⚡ Chapter 7: Other Thermodynamic Cycles Associated with Nuclear Reactors

Beyond Electricity: Cogeneration, Desalination, Hydrogen

  • Combined Cycles:
    • Brayton (gas) + Rankine (steam)60% efficiency (e.g., Areva’s GT-MHR He-N₂).
  • Desalination:
    • Multi-effect distillation, multi-stage flash, reverse osmosis.
    • Steam savings: Up to 3x less consumption.
  • Hydrogen Production:
    • Steam methane reforming (chemical equilibrium modeling).
    • High-temperature electrolysis (HTE, 800-1000°C).
  • Nuclear Cogeneration:
    • Overall efficiency > 80% (e.g., Gösgen NPP → 54 MW process steam).

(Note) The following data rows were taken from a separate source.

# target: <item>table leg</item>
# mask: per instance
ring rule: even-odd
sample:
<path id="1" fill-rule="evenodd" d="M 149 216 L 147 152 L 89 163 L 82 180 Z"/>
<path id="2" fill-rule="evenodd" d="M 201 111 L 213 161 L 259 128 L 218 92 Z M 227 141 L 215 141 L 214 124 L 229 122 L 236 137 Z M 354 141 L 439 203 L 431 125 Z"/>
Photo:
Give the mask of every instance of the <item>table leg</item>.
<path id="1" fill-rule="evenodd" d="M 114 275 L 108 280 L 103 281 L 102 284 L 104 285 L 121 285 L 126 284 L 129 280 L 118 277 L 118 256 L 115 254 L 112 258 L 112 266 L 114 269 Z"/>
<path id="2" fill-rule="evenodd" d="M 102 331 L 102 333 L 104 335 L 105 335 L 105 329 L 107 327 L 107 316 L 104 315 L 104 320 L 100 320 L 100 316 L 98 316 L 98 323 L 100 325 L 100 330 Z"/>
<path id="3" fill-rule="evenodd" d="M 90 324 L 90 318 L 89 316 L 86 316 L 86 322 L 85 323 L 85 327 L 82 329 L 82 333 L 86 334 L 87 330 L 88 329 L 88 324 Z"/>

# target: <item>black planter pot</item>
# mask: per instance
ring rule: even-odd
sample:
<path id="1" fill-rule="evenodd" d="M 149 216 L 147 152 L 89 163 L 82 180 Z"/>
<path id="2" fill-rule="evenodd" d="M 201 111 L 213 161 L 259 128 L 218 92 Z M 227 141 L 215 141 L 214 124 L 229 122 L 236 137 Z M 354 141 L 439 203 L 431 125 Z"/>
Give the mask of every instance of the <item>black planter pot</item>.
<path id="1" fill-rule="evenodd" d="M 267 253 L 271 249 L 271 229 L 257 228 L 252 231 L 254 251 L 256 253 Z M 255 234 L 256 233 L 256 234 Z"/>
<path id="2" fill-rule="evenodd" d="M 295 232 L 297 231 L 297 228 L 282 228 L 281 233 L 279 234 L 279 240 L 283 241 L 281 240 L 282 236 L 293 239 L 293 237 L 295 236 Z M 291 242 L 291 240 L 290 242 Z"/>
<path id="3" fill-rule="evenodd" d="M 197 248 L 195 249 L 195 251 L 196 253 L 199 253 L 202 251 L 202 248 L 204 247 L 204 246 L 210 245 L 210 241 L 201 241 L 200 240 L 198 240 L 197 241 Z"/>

Highlight: Areva’s Antares project58.9% overall efficiency!

Abstract

This chapter examined nuclear thermodynamic cycles other than those used for conventional electricity generation. Combined cycles integrate Brayton topping cycles with Rankine bottoming cycles, achieving efficiencies exceeding 60% through optimal heat recovery. The pinch method systematically optimizes Heat Recovery Steam Generators (HRSG), demonstrated through dual-pressure helium-steam configurations reaching 48.73% efficiency and the Areva GT-MHR He-N₂ combined cycle achieving 47% efficiency with 65.6% exergy efficiency. Supercritical CO₂ combined cycles are explored, including sCO₂-sCO₂ and sCO₂-NH₃ variants. Seawater desalination technologies are detailed, covering single and multiple effect distillation, multi-stage flash systems, reverse osmosis, and mechanical vapor compression reducing steam consumption by factor of three. Hydrogen production methods include steam methane reforming modeled through complex equilibrium calculations and high-temperature electrolysis (HTE) operating at 800-1000°C with detailed thermodynamic modeling. Nuclear cogeneration applications demonstrate overall efficiencies exceeding 80%, exemplified by the Gösgen NPP supplying 54 MW process steam, the Areva Antares project achieving 58.9% overall efficiency, and PWR-coupled desalination maintaining 31.19% efficiency while producing 40 kg/s freshwater through thermocompression ejectors.